This Julia script builds a custom home price index using New York City property sales data from 2003 through recent months. It differs from Zillow’s price indices in both methodology and flexibility, allowing for tailored insights at the borough, neighborhood, and property-type level.
Table of Contents
What the Code Does
- Data Ingestion & Cleaning:It reads in historical sales data across boroughs, standardizes column names, categorizes property types (e.g., Coop, Condo, Single-Family Home), and filters implausible sale prices and duplicates.
- UID Generation:Unique identifiers for properties are created using block-lot-apartment logic to track repeat sales over time.
- Outlier Detection:The model flags and removes outlier transactions based on excessive price changes adjusted for time between sales.

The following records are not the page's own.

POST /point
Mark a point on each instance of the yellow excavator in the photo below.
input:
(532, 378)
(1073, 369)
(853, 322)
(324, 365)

- Regression-Based Index Calculation:Using a repeat-sales regression weighted by time-between-sales residuals, the code estimates period-over-period price changes. The result is a time series of normalized price indices.

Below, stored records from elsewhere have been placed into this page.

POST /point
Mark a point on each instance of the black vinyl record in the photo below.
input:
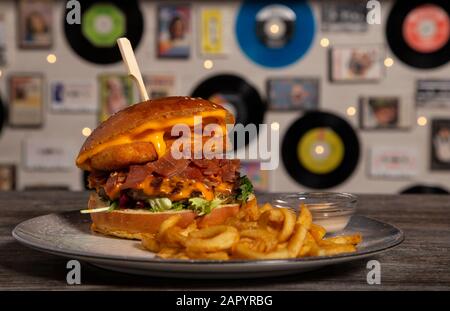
(237, 96)
(424, 189)
(102, 23)
(320, 150)
(418, 32)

- Segmented Indexing:It calculates indices not just overall, but also segmented by price tier (top/bottom deciles/thirds), borough, property type, and neighborhood.
How It’s Different from Zillow’s Price Index
Feature | This Code | Zillow Home Value Index (ZHVI) |
---|---|---|
Data Source | NYC public sales transaction data | Proprietary data, including listings |
Methodology | Repeat-sales regression (like Case-Shiller) | AVM (automated valuation model) |
Outlier Filtering | Custom logic using log price change | Internal filters (opaque) |
Segmentation | Fine-grained (borough, neighborhood, price tiers) | Limited segmentation via dashboards |
Transparency | Fully auditable and modifiable | Black-box methodology |
Why It’s More Customizable
- Open & Extensible: Easily adjust filters (e.g., sale price ranges, property types), time resolution, or regression methods.
- Fine Control Over Segmentation: Custom groupings like “top third” or specific neighborhoods enable hyper-local insights.
- Tailored Outlier Detection: Change thresholds for what counts as an anomalous price movement.
- Reproducibility: Every transformation is explicit and reproducible, unlike opaque third-party indices.
Use Cases
- Policy analysis by borough or income level
- Neighborhood-specific investment tracking
- Academic housing studies
- Custom reporting for real estate professionals
Conclusion
This code provides a transparent, flexible, and research-grade alternative to Zillow’s ZHVI, ideal for users needing precise control over methodology and data scope.